The first real content expansion to Spore brings new adventures for the Space stage, but leaves much to be desired for the rest of the game.
Galactic Adventures if the first true expansion pack for Spore, and I am glad it was released. The first addition to the original game was the Cute&Creepy parts pack, which retailed for cheap and only contained new parts for the creature editor. This made me cautious that EA was forcing Maxis once again to go down the Sims “endless content packs” road, with no actual new content. However, the Spore universe was saved when Galactic Adventures was announced. I will only be covering the newest additions to the game that are here via the pack, so if you want to know about the original game, read a review of that first.
Galactic Adventures was marketed as the first step in further expanding an already huge gameplay experience. It was said to have come from the suggestions of players that, after reaching the space stage, they really felt confined to their space ship with no ability to leave or explore new worlds from up close by beaming down to the planets. Well, Maxis took a creative approach to address these fan requests – you still cannot beam your creature down on any planet you wish to explore. Instead, the big features of the expansion pack are the Adventures. The game ships with around 10 adventures, and they all follow a fairly simple setup. Your creature (now called “Commander”) is able to travel to specific planets in your galaxy and take on missions. These missions allow you to beam down to a location on the planet with a custom-built town (not a regular colony seen in space stage) and take on various mini-quests. Each Adventure can consist of up to 5 quest chains, and in the end your Commander is awarded reputation. This reputation can be used to purchase new powers and equipment to be used during adventures. In a nut shell, Galactic Adventures expansion pack adds some heavily scripted RPG sequences to the game. The adventures you take on are fairly general, and have nothing to do with how your overall space stage game is progressing. You can free-travel to specifically marked planets to start an adventure, or often times another species will tell you to complete an adventure as a quest to progress your relationship with them.

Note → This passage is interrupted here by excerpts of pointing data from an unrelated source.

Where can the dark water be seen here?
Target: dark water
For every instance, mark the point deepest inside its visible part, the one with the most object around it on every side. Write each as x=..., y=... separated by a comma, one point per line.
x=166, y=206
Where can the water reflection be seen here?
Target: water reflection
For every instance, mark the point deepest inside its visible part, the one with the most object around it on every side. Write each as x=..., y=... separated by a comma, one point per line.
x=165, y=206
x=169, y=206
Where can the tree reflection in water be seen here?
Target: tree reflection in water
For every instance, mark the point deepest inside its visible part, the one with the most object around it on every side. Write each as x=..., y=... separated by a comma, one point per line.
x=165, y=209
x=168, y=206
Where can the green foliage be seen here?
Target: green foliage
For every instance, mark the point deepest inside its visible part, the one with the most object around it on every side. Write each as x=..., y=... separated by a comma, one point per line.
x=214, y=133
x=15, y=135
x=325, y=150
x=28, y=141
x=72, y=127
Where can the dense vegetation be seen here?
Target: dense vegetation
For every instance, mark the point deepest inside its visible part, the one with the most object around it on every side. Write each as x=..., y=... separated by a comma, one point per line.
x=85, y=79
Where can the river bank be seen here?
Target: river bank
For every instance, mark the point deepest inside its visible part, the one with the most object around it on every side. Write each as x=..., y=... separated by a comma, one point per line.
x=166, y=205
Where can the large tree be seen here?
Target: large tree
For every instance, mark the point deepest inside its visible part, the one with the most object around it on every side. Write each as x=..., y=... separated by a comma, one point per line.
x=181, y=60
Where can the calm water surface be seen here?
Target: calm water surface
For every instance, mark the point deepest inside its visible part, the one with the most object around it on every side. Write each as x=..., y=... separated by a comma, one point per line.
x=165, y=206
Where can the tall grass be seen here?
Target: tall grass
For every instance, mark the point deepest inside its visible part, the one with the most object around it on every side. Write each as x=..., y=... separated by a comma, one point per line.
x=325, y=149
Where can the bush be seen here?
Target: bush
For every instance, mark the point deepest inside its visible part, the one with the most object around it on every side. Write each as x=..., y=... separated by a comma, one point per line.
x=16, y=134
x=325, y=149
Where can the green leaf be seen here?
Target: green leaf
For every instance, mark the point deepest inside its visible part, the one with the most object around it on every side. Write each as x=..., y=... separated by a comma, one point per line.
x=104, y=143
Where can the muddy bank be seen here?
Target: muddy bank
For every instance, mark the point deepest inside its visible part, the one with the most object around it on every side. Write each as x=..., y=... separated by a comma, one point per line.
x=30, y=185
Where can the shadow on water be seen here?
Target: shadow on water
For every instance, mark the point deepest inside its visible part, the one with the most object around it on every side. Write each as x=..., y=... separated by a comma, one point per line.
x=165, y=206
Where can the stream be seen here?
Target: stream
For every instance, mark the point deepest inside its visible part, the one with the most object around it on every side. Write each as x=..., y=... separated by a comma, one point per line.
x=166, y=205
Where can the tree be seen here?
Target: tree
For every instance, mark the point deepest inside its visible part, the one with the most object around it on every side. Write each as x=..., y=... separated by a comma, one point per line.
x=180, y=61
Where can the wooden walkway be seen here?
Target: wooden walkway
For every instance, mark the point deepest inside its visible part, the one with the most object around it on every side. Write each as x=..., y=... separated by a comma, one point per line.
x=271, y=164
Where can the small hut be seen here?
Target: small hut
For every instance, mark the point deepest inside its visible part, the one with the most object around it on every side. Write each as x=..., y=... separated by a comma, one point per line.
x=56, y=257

As the trademark of Spore is creativity, the expansion pack ships with the Adventure Editor. This appropriately easily to use tool lets users create their own adventures from scratch. If you have already played through the game and know your way around the creature and vehicle editor, the adventure editor will be a very quick learning experience. Users can create their own quests, dialog and tasks, and then share them on Sporepedia with the same ease. The editor features a complexity limiter, which is the 5 acts per adventure that was mentioned earlier. This will undoubtedly restrict some players from creating anything grand without splitting it into a few different adventure files. Objects, NPCs, and quest markers are all easy to drag and drop, and you can also quickly jump in and test your quest without having to exit out and load a new game. The editor features familiar but fresh soundtrack, and the objects are pretty much everything you have seen before. This time though you add miscellaneous objects such as bombs and teleporters. Players select a pre-built planet and then edit it in a manner similar to the adventure creator.